As máquinas ATM foram introduzidas pelas instituições bancárias com o objectivo de desconcentrarem dos seus balcões alguns serviços básicos, arrastando com essa estratégia, substanciais reduções de custos, relacionados com o pessoal. Na verdade, a máquina ATM é um investimento rapidamente amortizável e altamente rentável, já que satisfaz o perfil de “trabalhador” ideal. É incansável, não é sensível nem reage às reclamações, não cumpre horários, raramente “adoece”, raramente se engana, não goza férias e não reclama. O mesmo se passa com os sites bancários disponibilizados na Internet. Somos nós que assumimos o papel de “operador” de serviço, enquanto que do outro lado está um sistema informático, suficientemente sofisticado e “inteligente”, para executar, com custos mínimos, quase insignificantes, operações bancárias complexas. Porém, a introdução destes canais, para além das mútuas vantagens para os bancos e seus clientes, não ia ficar por aqui. Era também mais um filão a explorar, vocacionado para um seguro e maior enriquecimento da banca. Assim, os insaciáveis bancos portugueses, insatisfeitos com as colossais reduções de custos que estes modelos originaram, apesar de exibirem escandalosos lucros provenientes do crédito e dos inefáveis “custos de manutenção” das contas, ocupando já o quarto lugar, entre as instituições bancárias europeias, com os serviços mais caros, pensam vir a onerar com novas taxas e comissões, as transacções e serviços disponibilizados por estes sistemas. A Associação Portuguesa de Bancos defende (naturalmente) esta escalada nos custos dos serviços. Os utilizadores, sob sequestro do autoritarismo bancário, dizem que chega de espoliação. A Autoridade da Concorrência diz-se preocupada, admitindo que em vez de concorrência há concertação inter-bancária. Quanto ao Banco de Portugal, faz-se desentendido ou reage com soberba, enquanto nós vamos pagando…

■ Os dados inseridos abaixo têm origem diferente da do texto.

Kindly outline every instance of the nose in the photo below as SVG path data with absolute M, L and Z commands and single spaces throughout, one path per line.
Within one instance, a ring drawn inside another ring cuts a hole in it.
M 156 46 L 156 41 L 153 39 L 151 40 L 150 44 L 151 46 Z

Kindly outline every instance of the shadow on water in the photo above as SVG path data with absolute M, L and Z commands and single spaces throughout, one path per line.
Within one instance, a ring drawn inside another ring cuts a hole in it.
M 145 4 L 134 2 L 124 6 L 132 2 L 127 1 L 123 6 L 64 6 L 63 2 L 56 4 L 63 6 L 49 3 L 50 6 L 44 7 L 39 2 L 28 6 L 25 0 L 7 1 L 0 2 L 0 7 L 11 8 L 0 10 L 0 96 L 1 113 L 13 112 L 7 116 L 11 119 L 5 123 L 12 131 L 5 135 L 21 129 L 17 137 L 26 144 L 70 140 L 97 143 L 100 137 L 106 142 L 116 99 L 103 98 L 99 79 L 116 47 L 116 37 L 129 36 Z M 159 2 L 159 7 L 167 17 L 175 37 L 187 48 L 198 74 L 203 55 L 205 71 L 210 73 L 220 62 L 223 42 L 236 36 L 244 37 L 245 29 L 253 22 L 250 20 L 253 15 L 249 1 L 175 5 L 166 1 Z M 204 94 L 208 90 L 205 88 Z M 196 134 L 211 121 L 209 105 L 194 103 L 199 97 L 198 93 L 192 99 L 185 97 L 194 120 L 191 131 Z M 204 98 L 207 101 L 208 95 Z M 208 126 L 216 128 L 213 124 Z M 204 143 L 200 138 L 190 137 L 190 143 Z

E por falar em pagar, os maus exemplos sucedem-se. O Parlamento Europeu está a estudar a criação de uma taxa sobre as mensagens de E-MAIL e SMS, imposto esse que serviria para financiar os fundos comunitários da União Europeia. Para além de ser discutível se a União Europeia possui competência para produzir e decretar legislação de índole fiscal, acresce que os E-MAIL e SMS passariam a ser serviços duplamente tributados, por força de já estarem sujeitos às taxas próprias de cada país. Além disso, esta medida que é apoiada pela maioria dos governos integrantes da União Europeia, pelos euro-deputados e pela Comissão Europeia, nem sequer equaciona a desvantagem em que ficariam os utilizadores europeus, relativamente aos restantes do resto do mundo. Nós pagamos, e a dobrar, se necessário for!

Para terminar, façamos um pouco de ficção. Se já há quem pense que pelo simples facto de estarmos vivos, já somos uns nefastos poluidores, virá o dia em que para cumprirmos o vital acto de respirarmos, teremos que comprar direitos de emissão de CO2, em obediência ao protocolo de Quioto. Tal como já acontece com a saúde, e para que os grandes poluidores possam continuar a consumir recursos em roda livre, quem quiser respirar terá que pagar. Fim desta curta ficção. Porém, o grande problema será quando esta ficção se confundir com a realidade. E isso pode estar a um passo de acontecer já amanhã. Para já, os malfeitores estão entre nós, a falar-nos com falinhas mansas, enquanto, desavergonhadamente, nos vão metendo as mãos pelos bolsos dentro.

1 comentário:

Vicente Gil disse...

Esse tal Guterres, que desbaratou os nossos parcos recursos na compra de armas de guerra, não representa hoje o papel de «Madre Teresa dos Refugiados» na ONU? Das duas uma, ou poder está nas mãos de delinquentes ou vivemos num teatro-circo. Às tantas inclino-me para as duas, quando não são verdadeiros artistas são autênticos ladrões.